Bills, in the broad sense, refer to bills, resolutions, memorials, etc. In the narrow sense, bills consist of those documents which a member of the Legislature desires to have made into a Utah law. A bill normally consists of at least its designated number, a title, an enacting clause, and the main text. Sponsor name(s) appear on the face of the bill. House bills are introduced on the floor of the House and go through three readings before passage. In the process they are referred to one or more committees. The committee reports back with the recommendation that the bill be passed, amended, or rejected. A bill may also be amended on the floor at certain stages. If the bill passes the House after a third reading, it goes to the Senate where it goes through a similar procedure before returning to the House for acceptance of any amendments and is sent to the governor. All these actions, with the dates taken, are logged on the back of the bill.

The Archives first prepared the original paper records for microfilming, and then began scanning the microfilm as soon as it was inspected. The first images went online January 4, 2008, and the remainder followed throughout the year. After scanning, images were organized to the folder level by Archives staff.

“Uniquely this time, we experimented with completing multiple parts of the process one after another for the most efficiency and fastest turnaround,” said Gina Strack, digital coordinator for the Utah State Archives. It is hoped to continue using such a process for future projects, such as the Senate Working bills, which are still being microfilmed.

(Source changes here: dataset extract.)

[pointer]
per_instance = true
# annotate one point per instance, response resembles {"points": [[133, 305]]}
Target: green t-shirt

It may be interesting to note that in comparable times of economic difficulties, the Legislature passed a concurrent “memorial” petitioning the United State Government to initiate money and credit stabilization after previous efforts had “failed or proved inadequate” (H.C.M. 1, 1933). In 1927, county commissioners were directed to erect and maintain memorials to the memory of veterans of wars of the United States (H.B. 52). In a final note of relevance, the Archives and Records Service itself was created by H.B. 314 in 1969, “providing for the centralized management of [the State’s] records” and creating the State Records Committee. Many more examples can be found of how the House of Representatives and the Legislature at large have affected the history of Utah.